To compensate for the loss of side income, the Ministry of National Defense doubled average officer wages between 2004 and 2008, a move which was also intended to increase enlistment and retention.

Organization changes

Changes in training and readiness also brought about changes in military organization. Rather than reorganize all units simultaneously, the Army divided its active and reserve forces into distinct tranches based on their equipment, reorganizing new-generation units but retaining old ones. The initial classification, approved in 2005, divided divisions into three categories:

  • 1st Generation refers to units which are not fully motorized, or which have soft-skinned transport lorries but no armored squad transports.
  • 2nd Generation refers to fully mechanized units which have APCs and IFVs for all squads, but which follow pre-reform organization.
  • 3rd Generation refers to fully mechanized units which were reorganized in line with the first set of reform guidelines and which have received newer equipment.

Later, in 2016, the Menghean Army added a "4th Generation" category for units which were reorganized in line with a second set of reforms.
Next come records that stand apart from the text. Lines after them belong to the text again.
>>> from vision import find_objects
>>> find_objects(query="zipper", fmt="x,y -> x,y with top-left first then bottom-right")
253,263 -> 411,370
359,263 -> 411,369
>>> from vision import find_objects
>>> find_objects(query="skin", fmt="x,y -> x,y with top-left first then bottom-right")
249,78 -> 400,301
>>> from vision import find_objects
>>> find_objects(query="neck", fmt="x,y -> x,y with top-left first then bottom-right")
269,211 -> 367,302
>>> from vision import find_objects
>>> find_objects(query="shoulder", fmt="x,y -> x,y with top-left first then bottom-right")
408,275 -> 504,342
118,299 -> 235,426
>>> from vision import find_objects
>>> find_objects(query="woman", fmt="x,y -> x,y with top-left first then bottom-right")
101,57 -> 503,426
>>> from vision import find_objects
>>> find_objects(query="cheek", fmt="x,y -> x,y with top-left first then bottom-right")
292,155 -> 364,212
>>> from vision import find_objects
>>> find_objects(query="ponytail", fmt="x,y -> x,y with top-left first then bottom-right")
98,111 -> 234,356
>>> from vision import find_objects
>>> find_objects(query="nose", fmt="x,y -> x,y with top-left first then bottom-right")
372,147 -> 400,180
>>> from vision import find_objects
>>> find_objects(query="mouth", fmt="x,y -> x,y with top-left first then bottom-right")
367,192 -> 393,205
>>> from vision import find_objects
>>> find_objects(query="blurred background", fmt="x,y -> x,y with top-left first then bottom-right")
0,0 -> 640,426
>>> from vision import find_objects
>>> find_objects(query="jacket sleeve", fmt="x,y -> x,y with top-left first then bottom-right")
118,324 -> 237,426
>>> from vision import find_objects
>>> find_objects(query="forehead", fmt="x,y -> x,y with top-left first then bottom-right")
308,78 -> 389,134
The 3rd Generation of unit organization uses the 2nd generation organization as a base, but makes a number of changes and additions. The most notable of these was the addition of more supporting weapons at the company level. In 2nd Generation mechanized and motorized companies, there are only ten vehicles, all of them APCs or IFVs: one command vehicle and three squad vehicles in each of three platoons. The 3rd Generation mechanized company adds a supply section, an anti-tank squad, a grenade-launcher platoon, and a mortar platoon. In the Gen 2 organization, these assets were concentrated at the battalion level and attached downward as needed; by comparison, the Gen 3 organization gives Company leaders greater autonomy, and by extension helps the company cover a broader front.